Clostridium perfringens Delta-Toxin Damages the Mouse Small Intestine

Toxins 2019, 11(4), 232; https://doi.org/10.3390/toxins11040232
by Soshi Seike 1, Masaya Takehara 2, Keiko Kobayashi 2 and Masahiro Nagahama 2,*
Reviewer 1: Anonymous
Reviewer 2: Anonymous
Reviewer 3:
I-Hsiu Huang
Toxins 2019, 11(4), 232; https://doi.org/10.3390/toxins11040232
Submission received: 27 March 2019 / Revised: 8 April 2019 / Accepted: 17 April 2019 / Published: 22 April 2019
(This article belongs to the Collection Clostridium difficile/Clostridium sordellii and Clostridium perfringens Toxins)

Round 1

Reviewer 1 Report

The manuscript is well-written and the experiments are properly designed. The new data further strengthen their earlier works that showed Clostridium perfringens delta-toxin causes intestinal damage through disrupting E-cad barrier. I therefore recommend immediate publication. 


Author Response

Comments and Suggestions for Authors

The manuscript is well-written and the experiments are properly designed. The new data further strengthen their earlier works that showed Clostridium perfringens delta-toxin causes intestinal damage through disrupting E-cad barrier. I therefore recommend immediate publication. 

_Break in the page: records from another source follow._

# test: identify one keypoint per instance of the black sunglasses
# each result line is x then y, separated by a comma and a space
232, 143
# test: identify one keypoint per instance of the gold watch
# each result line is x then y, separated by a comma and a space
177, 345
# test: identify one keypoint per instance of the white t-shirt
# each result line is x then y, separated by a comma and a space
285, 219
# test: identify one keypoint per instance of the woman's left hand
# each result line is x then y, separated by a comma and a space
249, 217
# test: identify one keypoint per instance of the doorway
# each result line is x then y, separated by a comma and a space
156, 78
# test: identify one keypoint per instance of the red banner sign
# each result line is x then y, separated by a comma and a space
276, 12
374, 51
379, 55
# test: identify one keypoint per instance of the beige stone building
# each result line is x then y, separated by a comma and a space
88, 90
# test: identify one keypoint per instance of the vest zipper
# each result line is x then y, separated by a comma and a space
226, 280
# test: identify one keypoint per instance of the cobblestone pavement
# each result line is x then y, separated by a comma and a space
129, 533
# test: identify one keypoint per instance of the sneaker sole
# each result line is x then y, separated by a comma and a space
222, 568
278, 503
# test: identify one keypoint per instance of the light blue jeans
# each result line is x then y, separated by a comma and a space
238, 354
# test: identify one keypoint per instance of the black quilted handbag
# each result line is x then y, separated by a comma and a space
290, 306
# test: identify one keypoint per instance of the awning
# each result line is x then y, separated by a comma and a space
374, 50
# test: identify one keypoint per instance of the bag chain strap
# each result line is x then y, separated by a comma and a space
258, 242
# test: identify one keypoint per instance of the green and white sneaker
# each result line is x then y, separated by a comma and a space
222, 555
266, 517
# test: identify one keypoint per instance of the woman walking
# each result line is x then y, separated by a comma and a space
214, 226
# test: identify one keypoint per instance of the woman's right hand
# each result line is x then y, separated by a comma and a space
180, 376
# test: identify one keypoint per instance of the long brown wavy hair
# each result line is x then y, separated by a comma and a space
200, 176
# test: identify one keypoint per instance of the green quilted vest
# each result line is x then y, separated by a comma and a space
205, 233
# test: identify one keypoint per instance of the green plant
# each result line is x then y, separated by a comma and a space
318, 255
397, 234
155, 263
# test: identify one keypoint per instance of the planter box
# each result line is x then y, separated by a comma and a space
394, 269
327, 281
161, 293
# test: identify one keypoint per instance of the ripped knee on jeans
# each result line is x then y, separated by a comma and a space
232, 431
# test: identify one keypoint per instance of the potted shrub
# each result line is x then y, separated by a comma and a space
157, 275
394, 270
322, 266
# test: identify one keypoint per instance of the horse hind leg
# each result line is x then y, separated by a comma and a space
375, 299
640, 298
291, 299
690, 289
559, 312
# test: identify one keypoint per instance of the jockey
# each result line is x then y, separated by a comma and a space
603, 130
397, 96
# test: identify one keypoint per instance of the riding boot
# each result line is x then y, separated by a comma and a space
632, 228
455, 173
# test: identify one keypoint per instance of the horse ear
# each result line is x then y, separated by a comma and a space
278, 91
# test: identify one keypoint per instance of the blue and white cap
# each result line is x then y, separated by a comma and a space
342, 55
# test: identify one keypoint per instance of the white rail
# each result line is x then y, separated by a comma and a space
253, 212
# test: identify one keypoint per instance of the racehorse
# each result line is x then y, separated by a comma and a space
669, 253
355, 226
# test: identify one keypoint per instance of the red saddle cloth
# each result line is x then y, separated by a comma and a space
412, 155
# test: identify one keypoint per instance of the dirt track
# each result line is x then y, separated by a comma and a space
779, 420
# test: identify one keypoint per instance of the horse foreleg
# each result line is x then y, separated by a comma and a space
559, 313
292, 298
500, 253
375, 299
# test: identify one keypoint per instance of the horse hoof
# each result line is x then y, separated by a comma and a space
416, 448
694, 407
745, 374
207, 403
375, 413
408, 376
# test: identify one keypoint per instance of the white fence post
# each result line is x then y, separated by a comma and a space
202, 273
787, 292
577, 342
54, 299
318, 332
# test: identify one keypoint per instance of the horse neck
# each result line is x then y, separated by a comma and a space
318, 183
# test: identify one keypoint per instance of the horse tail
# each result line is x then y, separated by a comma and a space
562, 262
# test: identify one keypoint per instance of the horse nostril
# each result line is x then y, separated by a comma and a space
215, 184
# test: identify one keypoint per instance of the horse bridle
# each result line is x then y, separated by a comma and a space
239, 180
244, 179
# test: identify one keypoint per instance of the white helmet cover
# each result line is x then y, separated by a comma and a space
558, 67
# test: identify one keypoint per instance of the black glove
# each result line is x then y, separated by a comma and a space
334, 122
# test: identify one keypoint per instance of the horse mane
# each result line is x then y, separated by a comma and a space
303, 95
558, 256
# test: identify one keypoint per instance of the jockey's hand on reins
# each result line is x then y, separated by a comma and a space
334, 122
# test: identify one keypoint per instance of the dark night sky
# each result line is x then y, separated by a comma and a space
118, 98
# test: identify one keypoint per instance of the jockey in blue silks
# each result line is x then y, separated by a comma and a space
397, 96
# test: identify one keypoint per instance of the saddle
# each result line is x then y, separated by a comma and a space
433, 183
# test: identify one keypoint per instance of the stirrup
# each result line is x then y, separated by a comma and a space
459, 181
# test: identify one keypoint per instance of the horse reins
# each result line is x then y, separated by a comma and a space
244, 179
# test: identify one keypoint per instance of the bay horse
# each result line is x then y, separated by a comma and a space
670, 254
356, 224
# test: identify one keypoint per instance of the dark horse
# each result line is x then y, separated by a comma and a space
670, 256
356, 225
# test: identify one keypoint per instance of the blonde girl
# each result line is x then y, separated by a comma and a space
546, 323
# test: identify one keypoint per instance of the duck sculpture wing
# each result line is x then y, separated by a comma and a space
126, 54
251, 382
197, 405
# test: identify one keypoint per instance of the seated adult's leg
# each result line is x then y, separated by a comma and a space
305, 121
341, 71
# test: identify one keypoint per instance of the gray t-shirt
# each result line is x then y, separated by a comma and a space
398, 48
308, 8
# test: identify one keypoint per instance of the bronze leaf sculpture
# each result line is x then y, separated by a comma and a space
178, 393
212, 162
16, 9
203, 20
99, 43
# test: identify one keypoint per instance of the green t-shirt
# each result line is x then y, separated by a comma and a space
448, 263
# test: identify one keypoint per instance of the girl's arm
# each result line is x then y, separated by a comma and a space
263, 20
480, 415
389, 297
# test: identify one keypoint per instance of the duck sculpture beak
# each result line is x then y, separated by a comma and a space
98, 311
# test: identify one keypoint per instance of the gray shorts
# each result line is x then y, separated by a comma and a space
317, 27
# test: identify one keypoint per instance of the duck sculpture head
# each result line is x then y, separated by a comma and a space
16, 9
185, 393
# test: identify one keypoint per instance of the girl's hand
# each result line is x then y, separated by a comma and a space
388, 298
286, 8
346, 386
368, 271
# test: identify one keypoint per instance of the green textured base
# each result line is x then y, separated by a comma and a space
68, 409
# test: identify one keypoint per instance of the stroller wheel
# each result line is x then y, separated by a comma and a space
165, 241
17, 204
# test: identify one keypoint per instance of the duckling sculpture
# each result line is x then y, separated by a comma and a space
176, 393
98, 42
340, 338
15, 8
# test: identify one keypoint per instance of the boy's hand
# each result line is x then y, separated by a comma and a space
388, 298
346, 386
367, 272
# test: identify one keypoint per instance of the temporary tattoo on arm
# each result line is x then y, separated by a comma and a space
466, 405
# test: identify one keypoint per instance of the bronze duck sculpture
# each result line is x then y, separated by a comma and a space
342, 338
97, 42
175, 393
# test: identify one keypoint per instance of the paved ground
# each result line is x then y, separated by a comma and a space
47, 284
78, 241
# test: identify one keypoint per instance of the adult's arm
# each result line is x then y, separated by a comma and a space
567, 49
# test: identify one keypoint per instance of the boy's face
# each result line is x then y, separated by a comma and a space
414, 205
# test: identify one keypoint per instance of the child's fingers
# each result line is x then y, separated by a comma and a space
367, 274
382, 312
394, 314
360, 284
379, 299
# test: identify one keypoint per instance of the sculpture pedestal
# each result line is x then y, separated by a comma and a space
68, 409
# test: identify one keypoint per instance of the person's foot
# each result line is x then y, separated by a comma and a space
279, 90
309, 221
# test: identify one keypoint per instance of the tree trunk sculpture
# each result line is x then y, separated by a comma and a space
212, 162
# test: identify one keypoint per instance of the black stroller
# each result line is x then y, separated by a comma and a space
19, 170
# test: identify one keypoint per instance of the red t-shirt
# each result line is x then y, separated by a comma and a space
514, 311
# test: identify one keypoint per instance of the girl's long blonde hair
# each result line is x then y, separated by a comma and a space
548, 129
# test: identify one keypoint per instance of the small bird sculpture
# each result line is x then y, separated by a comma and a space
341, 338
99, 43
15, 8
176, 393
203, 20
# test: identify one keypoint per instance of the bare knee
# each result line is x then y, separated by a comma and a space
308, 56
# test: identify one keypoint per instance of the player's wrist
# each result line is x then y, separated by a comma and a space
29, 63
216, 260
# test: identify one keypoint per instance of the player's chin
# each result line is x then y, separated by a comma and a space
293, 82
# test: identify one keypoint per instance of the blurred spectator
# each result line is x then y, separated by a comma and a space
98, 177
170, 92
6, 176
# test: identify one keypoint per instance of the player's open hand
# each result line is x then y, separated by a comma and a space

Answer. Thank you for your recommendation.


Reviewer 2 Report

The manuscript describes the pathological damage in the ileal loop and the small intestine induced by delta toxin. My main criticism is that the authors use trypsin inhibitor in their experiments. Obviously, in the “real world” this toxin is secreted to the lumen where trypsin and maybe other proteases are present, therefore call into question the relevance of these findings. The authors cited the 2008 paper which have also used TI for their experiments, yet in the cited paper they have indicated that without the addition of TI the toxin was not active. Thus, the authors should revise the manuscript and include an explanation in the results section (lines 59-70) to their decision to include the TI in their experiments and also add data to the activity of this toxin in the absence of TI, using the same in vivo system. The authors should also add a paragraph in the discussion section and discuss the relevance of TI in this system and how it simulate the “real world”, compare it to other manuscripts that included TI in their experiments and more.

More major comments:

-          Lines 128 – What was the author’s hypothesis that the pathological changes in the small intestinal villi will be different from the results obtained in the ileum sections?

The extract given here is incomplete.